Rosethorn refused to let go of her magic and her ties to the plants. She clung to them, despite the pain from all the burning. Everything continued to grow frantically.
Like this, Briar told his friends. He slammed into his pattern, taking them along. They roared through its crossings and turnings, bringing it to life in the mind they now shared. Now they saw, as he did, how to build the magical fire until every green thing in the cove had to grow fast or explode. They fed the thorns and stickers with their anger and bitterness. Daja had her own memories of pirates, as did Sandry. Tris was furious at these parasites who burned and killed and made her new home unsafe. The four boiled through every root, branch, vein and needle, forcing them higher, longer, thicker, sharper - definitely much, much sharper.
They knocked Rosethorn out of the pattern without knowing it. Ablaze with anger and fear, they were deaf and blind to the hands that shook and tugged at them.
"Trisana, you aren't listening to me!" a cracked, sharp, familiar voice said in her mind. She smelled vinegar and mildew. "You beggar me with your extravagance! I'm just a poor widow, with barely enough to live on, and you eating me out of -"
Tris's hold on their joining faltered. "Cousin Uraelle?" she whispered. "You're dead."
"No more beef at this table, not at these prices! And a copper penny for turnips? You didn't bargain enough! You -"
The others felt Tris shrink and fade as that voice railed on and on. She was losing confidence. She was losing her grip on the pattern.
A fiery spindle appeared in the children's mind, whirling counter-clockwise, unravelling things. Their bond with the plants was coming unspun. Briar's grip on the magic relaxed. Sandry, recognizing Lark's work, dropped away. In Discipline, Frostpine held Daja's fingers, wrapped tightly around the lumpy thread, and gently pried them open, one at a time. Oh, all right, she thought, and let go of the magic herself.

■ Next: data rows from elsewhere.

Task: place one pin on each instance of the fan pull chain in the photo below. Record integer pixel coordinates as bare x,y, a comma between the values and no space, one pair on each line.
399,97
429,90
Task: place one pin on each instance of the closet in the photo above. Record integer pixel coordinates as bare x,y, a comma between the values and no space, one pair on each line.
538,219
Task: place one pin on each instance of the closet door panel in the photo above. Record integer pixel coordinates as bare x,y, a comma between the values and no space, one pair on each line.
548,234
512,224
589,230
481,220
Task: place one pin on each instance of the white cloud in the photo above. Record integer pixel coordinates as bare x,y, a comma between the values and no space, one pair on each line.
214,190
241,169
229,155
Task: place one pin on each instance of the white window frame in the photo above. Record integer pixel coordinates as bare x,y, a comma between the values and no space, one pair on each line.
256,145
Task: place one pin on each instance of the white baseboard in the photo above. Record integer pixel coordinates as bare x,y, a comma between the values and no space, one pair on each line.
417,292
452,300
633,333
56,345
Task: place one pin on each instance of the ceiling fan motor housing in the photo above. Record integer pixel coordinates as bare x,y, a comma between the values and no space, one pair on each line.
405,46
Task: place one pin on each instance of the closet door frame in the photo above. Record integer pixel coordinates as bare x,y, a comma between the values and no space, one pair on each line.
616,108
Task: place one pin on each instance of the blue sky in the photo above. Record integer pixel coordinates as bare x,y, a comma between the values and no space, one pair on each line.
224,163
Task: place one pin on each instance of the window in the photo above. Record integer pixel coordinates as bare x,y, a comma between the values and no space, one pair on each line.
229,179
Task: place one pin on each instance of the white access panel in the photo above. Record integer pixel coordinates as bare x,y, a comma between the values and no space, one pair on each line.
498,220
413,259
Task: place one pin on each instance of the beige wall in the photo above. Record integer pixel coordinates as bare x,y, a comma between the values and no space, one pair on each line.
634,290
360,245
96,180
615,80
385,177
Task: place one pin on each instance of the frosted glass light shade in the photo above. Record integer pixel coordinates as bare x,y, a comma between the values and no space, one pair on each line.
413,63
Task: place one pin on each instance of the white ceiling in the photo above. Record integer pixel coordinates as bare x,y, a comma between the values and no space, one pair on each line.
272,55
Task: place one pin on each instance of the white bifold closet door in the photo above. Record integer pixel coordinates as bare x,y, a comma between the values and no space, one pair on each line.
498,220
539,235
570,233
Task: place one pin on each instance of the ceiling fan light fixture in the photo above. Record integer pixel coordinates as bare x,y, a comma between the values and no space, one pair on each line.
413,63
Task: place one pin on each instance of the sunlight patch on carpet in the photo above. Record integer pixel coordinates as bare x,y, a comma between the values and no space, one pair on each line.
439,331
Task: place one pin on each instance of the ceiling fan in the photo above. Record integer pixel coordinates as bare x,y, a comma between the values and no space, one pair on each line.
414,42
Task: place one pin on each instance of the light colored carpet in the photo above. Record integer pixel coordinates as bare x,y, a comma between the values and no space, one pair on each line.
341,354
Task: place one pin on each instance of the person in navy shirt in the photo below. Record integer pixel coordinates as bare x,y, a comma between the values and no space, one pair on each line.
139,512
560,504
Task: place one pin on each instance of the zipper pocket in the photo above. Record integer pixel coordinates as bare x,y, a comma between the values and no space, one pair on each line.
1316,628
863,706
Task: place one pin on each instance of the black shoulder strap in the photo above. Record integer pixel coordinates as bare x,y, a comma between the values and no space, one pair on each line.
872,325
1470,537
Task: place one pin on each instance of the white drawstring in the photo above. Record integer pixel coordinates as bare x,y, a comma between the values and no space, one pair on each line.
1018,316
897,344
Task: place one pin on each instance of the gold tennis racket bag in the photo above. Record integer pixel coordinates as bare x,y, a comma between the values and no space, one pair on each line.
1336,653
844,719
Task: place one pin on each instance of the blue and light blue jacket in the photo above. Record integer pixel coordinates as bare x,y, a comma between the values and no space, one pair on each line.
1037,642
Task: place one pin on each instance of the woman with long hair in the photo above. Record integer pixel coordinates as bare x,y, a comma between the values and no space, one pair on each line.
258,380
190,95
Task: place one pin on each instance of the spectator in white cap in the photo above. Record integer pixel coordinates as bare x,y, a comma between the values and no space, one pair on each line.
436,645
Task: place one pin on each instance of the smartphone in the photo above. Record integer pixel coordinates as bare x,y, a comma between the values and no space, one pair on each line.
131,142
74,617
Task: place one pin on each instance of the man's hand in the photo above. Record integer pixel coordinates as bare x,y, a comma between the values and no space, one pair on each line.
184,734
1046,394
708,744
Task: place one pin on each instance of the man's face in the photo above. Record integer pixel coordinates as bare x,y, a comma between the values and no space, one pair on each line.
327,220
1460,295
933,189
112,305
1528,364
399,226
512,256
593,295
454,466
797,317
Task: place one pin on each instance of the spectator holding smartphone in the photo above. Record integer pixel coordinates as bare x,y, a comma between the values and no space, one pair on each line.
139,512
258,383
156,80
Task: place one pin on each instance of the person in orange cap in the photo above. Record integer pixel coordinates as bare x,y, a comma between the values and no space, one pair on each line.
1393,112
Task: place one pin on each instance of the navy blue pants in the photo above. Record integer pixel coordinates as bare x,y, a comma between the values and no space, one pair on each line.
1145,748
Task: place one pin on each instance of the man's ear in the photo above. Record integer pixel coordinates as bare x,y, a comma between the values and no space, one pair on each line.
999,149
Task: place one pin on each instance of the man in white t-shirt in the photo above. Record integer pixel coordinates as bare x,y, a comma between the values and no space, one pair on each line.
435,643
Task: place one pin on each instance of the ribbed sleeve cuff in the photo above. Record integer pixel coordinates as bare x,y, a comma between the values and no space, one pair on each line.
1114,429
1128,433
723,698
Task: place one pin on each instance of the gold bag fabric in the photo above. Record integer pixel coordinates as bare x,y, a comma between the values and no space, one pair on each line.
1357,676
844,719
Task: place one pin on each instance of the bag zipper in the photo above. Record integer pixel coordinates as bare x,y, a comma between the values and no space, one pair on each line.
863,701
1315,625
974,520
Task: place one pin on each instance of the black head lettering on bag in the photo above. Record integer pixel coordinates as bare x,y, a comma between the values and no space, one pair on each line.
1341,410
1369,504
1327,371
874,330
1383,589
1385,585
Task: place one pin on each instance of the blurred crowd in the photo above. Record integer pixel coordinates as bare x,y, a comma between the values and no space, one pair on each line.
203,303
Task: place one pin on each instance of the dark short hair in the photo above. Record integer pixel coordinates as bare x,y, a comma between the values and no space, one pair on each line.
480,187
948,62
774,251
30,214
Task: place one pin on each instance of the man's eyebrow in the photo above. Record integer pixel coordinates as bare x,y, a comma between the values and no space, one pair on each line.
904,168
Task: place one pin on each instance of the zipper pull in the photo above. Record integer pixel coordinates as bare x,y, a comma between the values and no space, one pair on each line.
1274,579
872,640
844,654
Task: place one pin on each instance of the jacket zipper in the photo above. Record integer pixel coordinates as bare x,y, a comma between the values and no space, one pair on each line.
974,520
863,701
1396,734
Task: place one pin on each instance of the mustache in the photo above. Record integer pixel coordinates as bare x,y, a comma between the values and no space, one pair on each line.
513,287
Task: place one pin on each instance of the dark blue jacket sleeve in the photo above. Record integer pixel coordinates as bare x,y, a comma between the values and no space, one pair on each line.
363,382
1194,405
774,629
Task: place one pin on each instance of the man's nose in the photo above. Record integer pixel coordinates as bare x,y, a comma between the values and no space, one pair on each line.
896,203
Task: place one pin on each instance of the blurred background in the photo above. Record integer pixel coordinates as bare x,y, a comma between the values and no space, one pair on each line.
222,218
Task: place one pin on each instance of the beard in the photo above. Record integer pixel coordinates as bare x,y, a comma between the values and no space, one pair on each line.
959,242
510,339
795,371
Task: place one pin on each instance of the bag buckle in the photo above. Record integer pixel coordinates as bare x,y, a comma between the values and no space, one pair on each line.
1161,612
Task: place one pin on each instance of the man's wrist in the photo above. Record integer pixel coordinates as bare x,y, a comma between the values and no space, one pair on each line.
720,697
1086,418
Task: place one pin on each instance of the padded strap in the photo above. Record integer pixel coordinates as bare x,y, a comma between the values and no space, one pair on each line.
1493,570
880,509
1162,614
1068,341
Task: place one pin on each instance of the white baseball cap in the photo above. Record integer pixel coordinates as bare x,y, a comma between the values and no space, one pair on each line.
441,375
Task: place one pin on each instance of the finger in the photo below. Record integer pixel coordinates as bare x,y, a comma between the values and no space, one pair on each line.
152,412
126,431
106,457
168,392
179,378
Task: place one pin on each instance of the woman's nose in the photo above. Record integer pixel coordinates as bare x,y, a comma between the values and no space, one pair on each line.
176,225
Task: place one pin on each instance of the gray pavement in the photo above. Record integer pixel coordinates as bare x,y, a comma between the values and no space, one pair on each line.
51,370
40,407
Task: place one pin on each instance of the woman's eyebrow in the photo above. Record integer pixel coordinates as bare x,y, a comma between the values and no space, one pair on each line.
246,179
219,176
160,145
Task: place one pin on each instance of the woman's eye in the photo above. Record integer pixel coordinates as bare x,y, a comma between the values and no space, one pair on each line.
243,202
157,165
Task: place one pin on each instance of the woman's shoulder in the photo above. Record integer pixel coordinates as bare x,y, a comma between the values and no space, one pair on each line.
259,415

Someone pinched Briar's earlobe hard. "Don't ever break loose from me like that again," Rosethorn said, her voice ragged. "You could have killed yourself and the girls."
"But they were hurting you," he protested.
Lark, shaking her head, tucked her spindle into her sleeve. "You should have warned him," she murmured.
"You're not helping," snapped Rosethorn. To Briar she said, "A little pain is bearable, to protect this place. And at least we've done that." She pointed to the ground outside the wall.
He could see nothing but stems, vines and very long thorns. In some places the growth was nearly six feet high - nowhere was it shorter than four feet. It reached up to - even a little way into - the water. Search though he did, he found no sign of the longboats, their catapults, or the pirates who had manned them.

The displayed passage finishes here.